If there’s a trillion bucks AGAINST the rally, then imagine how much money is PUSHING the rally for it to continue. Now, where would this kind of money come from? It ain’t you and I, that’s for sure – pardon the very bad grammar! It is becoming pretty obvious that the big money wants to break the back of the shorts and keep the confidence game going. The stock market, for most people, is the barometer of the economy and faith in the economy and dollar must be maintained at all costs – while allowing the banks to engorge themselves in profits from all the volatility. It would seem to me that the more dramatic downward moves happen, followed by neck-snapping rallies, the more people will think the markets (and thus the economy by proxy) are invincible. Dangerous times for everyone – on both sides.
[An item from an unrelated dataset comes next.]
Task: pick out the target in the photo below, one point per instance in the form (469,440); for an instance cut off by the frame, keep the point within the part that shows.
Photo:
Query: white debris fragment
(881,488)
Skepticism is one thing this rally hasn’t lacked.
Amid its biggest about-face in nine decades, a funny thing has happened in the U.S. stock market, where rather than loosen their grip bears have grown ever-more impassioned. They’ve sent short interest to an eight-year high and above $1 trillion, by one analyst’s math. Position reports from the Commodity Futures Trading Commission show mutual fund managers are more skeptical now than any time since at least 2010.
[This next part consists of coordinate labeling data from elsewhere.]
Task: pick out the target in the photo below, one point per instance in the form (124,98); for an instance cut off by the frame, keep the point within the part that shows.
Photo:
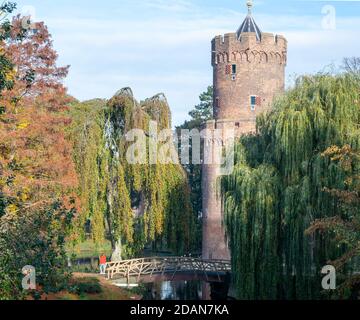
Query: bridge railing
(165,265)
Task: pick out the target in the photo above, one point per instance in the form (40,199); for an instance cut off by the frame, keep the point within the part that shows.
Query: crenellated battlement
(248,73)
(228,48)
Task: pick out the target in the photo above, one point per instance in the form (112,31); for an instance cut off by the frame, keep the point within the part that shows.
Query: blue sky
(164,45)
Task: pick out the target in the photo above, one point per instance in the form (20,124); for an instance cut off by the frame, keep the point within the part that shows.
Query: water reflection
(174,290)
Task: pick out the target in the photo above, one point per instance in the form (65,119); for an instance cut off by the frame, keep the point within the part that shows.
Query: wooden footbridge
(168,268)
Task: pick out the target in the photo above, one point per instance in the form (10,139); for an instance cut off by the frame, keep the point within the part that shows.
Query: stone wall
(260,71)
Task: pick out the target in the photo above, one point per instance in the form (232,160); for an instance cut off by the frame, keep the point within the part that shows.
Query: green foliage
(134,203)
(7,73)
(278,188)
(199,115)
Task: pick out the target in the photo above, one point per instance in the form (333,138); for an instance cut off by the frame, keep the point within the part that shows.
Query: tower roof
(249,24)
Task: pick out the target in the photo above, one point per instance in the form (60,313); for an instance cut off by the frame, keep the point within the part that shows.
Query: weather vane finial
(249,3)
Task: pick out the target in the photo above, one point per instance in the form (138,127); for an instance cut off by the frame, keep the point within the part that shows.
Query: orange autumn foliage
(36,164)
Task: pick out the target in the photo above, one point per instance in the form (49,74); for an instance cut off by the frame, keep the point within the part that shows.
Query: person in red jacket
(102,263)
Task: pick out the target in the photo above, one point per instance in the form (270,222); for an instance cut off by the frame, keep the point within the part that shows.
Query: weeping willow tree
(132,204)
(279,188)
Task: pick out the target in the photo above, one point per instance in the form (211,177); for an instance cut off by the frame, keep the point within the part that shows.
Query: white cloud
(169,50)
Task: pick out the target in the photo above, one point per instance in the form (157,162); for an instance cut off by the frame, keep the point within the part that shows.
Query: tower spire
(249,24)
(249,4)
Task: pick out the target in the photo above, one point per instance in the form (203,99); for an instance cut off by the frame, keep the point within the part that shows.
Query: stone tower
(249,71)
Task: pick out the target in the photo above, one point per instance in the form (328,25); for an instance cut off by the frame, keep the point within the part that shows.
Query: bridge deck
(169,267)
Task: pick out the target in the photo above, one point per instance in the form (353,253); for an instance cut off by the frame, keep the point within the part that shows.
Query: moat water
(173,290)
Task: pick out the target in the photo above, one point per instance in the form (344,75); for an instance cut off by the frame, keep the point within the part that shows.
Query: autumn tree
(37,175)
In short, disbelief is running rampant after $2 trillion was restored to share values in six months. A chorus of Wall Street prognosticators says that’s a big reason the rally can keep going.
“There’s an enormous demand coming,” said Thomas J. Lee, managing partner at Fundstrat Global Advisors LLC., in an interview with Bloomberg TV . “Retail investors are about to put a lot of money into the equity markets because they’re trend followers and the S&P has had two positive quarters in a row. Funds can’t keep a trillion short position, larger than March ’09.”
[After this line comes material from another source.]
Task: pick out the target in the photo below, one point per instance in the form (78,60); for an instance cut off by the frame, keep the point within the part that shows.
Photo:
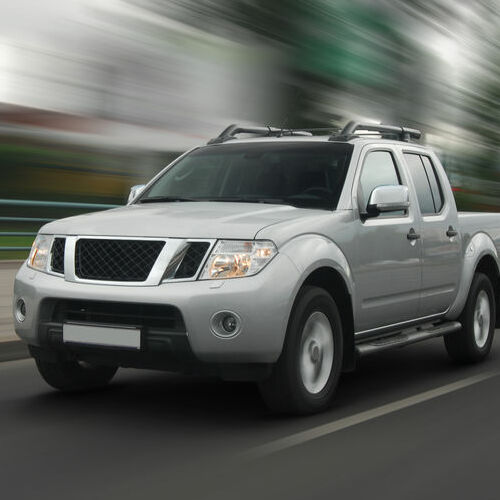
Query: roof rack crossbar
(233,130)
(402,133)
It started in August, when bearish investors sent bets against U.S. stocks above 4 percent of available shares for the first time in six years. They haven’t backed off since. By the end of February, the ratio climbed to 4.4 percent, the highest since 2008, according to exchange data compiled by Bloomberg. As of March 15, that level was 4.3 percent, equivalent to a short position just under $1 trillion.